There are two big stories to emerge from Sunday's elections in Germany.
The first is that the center-left managed to bounce back after a trouncing in 2017 that left the Social Democratic Party (SPD) with just 20.5 percent of the vote, its worst showing since World War II. On Sunday, the SPD did better, with 25.7 percent, but the newer, environmentally focused Green Party also won 14.8 percent, nearly six points higher than four years ago. That gave the center left a combined total of 40.5 — 11 points higher than in 2017 and a real sign of resurgence.
The second story is the bigger one — and that is the growing fragmentation of the German party system. A significant part of this story is the collapse in support for the center-right Christian Democrats (the CDU/CSU), which have governed the country under Angela Merkel since 2005 and on Sunday pulled in just 24.1 percent of the vote. That's the poorest showing ever for the center-right standard-bearers.
But the story is larger than the electoral decline of the CDU/CSU.
In 2002, country's two largest centrist parties — the CDU/CSU and SPD — won 77 percent of the vote, leaving the remaining parties to pick up the scraps. That figure dropped to 69.4 percent in 2005, and then to 56.8 percent in 2009. The centrist establishment surged back to prominence with 67.2 percent in 2013, but it collapsed to a new low of 53.4 percent four years ago.
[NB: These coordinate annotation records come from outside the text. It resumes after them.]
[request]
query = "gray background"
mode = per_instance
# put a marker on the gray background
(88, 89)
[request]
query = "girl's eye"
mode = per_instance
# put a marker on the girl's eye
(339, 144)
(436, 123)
On Sunday, those two parties still finished first and second, but their combined total fell just short of a majority — with a mere 49.8 percent.
Now add in the fact that the SPD prevailed over the CDU/CSU by just 1.6 points, and that the third-placed party (the Greens) finished less than 10 points behind the center right, with the classically liberal FDP and far-right AFD just a few points behind the Greens, and we're left with a very widely dispersed vote.
This doesn't signal a surge of extremism. Unlike in France, where polling ahead of next year's presidential election shows two far-right candidates (National Rally's Marine Le Pen and talk-show rabblerouser Eric Zemmour) pulling around 30 percent of the vote, Germany's AFD lost some ground on Sunday, falling to 10.3 percent, 2.3 points lower than four years ago. The country's far-left party (Linke), meanwhile, did much worse, falling to just 4.9 percent from 9.2 in 2017.
What the results do show is a country lacking anything approaching consensus about which style of centrism it wants to govern the country. That will make forming a stable government quite challenging over the coming weeks and maybe even months of negotiation. It will also make decisive action quite difficult for whatever government does get formed.